I just ran across this neat little thought experiment via Scott Alexander’s blog Slate Star Codex. The article starts, and ends, with the sort of self-proclaimed “rationalist” silliness associated with unironic use of terms such as “basilisk” and “superintelligence”; but in the middle, I quite liked this part.
Counterfactual mugging is a decision theory problem that goes like this: God comes to you and says, “Yesterday I decided that I would flip a coin today. I decided that if it came up heads, I would ask you for $5. And I decided that if it came up tails, then I would give you $1,000,000 if and only if I predict that you would say yes and give Me $5 in the world where it came up heads. (My predictions are always right.) Well, turns out, it came up heads. Would you like to give Me $5?”
Most people who hear the problem aren’t tempted to give God the $5. Although being the sort of person who would give God the money would help them in a counterfactual world that didn’t happen, that world won’t happen and they will never get God’s money, so they’re just out five dollars.
But if you were designing an AI, you would probably want to program it to give God the money in this situation — after all, that determines whether it will get $1 million in the other branch of the hypothetical. And the same argument suggests that you should self-modify, right now, to become the kind of person who would give God the money. And a version of that argument where making the decision is kind of like deciding “what kind of person you are” or “how you’re programmed” suggests that you should also give up the money in the original hypothetical.
This is interesting because it gets us most of the way to Rawls’ veil of ignorance. We imagine a poor person coming up to a rich person and saying, “God decided which of us should be rich and which of us should be poor.

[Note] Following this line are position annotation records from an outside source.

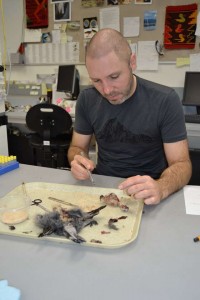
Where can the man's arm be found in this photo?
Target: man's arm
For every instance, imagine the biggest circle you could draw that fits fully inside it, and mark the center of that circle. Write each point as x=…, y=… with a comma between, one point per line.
x=79, y=163
x=171, y=180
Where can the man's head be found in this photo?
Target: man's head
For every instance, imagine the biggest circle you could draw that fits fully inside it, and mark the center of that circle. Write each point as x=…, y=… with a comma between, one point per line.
x=110, y=62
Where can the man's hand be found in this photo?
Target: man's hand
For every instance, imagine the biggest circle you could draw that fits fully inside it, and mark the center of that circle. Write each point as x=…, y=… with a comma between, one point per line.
x=142, y=187
x=80, y=165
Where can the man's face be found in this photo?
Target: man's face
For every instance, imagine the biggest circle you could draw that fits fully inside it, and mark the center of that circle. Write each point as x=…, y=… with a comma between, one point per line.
x=112, y=77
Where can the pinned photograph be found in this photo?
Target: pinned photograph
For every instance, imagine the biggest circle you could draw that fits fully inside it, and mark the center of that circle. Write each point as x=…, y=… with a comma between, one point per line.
x=143, y=1
x=90, y=26
x=62, y=11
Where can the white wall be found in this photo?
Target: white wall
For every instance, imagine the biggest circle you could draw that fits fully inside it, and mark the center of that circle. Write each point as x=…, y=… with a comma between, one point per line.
x=167, y=74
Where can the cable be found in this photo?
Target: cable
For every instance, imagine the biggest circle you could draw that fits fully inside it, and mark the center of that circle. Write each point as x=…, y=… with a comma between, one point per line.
x=4, y=42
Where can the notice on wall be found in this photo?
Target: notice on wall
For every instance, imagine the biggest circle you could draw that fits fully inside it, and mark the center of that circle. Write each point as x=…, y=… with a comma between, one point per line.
x=50, y=53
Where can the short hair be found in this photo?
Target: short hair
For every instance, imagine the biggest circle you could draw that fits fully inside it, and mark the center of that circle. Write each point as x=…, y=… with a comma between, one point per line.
x=107, y=40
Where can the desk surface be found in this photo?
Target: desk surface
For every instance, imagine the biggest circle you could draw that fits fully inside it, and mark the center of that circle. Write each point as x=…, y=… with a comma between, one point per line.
x=162, y=263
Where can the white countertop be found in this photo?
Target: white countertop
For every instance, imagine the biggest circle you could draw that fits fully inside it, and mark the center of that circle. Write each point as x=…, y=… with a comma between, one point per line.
x=161, y=264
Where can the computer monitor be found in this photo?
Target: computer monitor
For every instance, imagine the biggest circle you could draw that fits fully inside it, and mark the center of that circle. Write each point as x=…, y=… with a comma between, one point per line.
x=68, y=81
x=191, y=91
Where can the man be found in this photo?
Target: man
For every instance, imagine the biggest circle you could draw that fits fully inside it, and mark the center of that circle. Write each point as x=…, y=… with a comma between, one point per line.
x=138, y=125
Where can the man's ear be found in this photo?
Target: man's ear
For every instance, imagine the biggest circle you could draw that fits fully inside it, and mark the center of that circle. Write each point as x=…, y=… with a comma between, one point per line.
x=133, y=61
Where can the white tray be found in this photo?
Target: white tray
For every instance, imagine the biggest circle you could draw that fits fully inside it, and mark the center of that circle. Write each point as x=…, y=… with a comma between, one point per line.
x=87, y=198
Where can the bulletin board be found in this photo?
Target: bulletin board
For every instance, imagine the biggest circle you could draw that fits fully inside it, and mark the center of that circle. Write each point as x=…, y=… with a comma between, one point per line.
x=130, y=10
x=78, y=13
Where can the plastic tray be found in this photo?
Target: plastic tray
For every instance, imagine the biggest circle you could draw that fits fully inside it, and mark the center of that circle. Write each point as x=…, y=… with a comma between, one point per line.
x=87, y=198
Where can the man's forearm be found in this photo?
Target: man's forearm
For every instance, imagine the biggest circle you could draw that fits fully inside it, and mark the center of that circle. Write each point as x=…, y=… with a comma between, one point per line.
x=174, y=178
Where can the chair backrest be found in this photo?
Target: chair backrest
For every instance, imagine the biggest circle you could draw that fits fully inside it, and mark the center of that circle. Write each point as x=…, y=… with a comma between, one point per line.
x=48, y=120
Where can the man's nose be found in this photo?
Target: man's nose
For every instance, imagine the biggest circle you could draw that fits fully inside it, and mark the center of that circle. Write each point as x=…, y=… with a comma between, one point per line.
x=107, y=88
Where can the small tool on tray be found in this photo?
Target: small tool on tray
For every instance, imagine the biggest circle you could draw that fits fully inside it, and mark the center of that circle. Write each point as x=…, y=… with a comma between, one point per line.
x=89, y=172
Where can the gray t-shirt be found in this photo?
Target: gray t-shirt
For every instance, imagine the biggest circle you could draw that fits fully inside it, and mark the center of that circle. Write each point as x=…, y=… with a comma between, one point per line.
x=130, y=136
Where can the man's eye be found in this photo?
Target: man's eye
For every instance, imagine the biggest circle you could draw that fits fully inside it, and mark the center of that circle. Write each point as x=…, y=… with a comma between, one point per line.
x=114, y=76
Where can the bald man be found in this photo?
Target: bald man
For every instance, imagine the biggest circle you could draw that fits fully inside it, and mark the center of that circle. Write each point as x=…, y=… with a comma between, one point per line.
x=138, y=125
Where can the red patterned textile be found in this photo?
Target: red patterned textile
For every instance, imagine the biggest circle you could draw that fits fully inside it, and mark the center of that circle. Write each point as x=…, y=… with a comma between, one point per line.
x=180, y=26
x=36, y=14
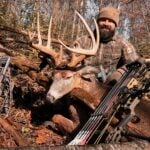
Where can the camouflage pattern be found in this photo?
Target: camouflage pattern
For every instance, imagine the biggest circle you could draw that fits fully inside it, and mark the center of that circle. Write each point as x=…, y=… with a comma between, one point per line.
x=111, y=53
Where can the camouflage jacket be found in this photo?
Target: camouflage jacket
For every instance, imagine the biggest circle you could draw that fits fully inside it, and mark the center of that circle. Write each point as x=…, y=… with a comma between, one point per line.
x=110, y=55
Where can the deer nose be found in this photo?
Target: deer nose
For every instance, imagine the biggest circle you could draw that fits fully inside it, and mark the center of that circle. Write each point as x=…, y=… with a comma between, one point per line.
x=50, y=98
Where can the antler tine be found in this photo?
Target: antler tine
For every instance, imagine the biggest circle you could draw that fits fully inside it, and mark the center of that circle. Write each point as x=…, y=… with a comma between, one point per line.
x=49, y=34
x=95, y=43
x=38, y=29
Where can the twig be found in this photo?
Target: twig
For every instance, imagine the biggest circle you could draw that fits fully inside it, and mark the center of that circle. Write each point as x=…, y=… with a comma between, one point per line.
x=10, y=129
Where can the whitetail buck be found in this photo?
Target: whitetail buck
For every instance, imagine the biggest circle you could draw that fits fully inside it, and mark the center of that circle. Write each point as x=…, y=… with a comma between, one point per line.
x=83, y=86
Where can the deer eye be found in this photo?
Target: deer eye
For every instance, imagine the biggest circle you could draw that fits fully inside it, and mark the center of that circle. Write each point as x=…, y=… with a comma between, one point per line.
x=86, y=79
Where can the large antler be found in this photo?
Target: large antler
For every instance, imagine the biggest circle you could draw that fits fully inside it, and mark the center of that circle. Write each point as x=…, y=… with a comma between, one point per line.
x=95, y=43
x=57, y=56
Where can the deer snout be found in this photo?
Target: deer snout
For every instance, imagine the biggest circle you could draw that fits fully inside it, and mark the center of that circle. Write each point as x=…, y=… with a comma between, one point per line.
x=50, y=98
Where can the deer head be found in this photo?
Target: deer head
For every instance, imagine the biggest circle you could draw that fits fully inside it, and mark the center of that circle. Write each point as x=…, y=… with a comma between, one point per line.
x=67, y=81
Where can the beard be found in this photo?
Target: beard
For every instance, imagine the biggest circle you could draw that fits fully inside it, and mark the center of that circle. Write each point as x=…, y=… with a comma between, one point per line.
x=106, y=33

Before that happened, I resolved that if I were rich and you were poor, I would give you charity if and only if I predicted that, in the opposite situation, you would give me charity. Well, turns out you’re rich and I’m poor and the other situation is counterfactual, but will you give me money anyway?” The same sort of people who agree to the counterfactual mugging might (if they sweep under the rug some complications like “can the poor person really predict your thoughts?” and “did they really make this decision before they knew they were poor?”) agree to this also. And then you’re most of the way to morality.
Scott Alexander is also the author of UNSONG, which I highly recommend.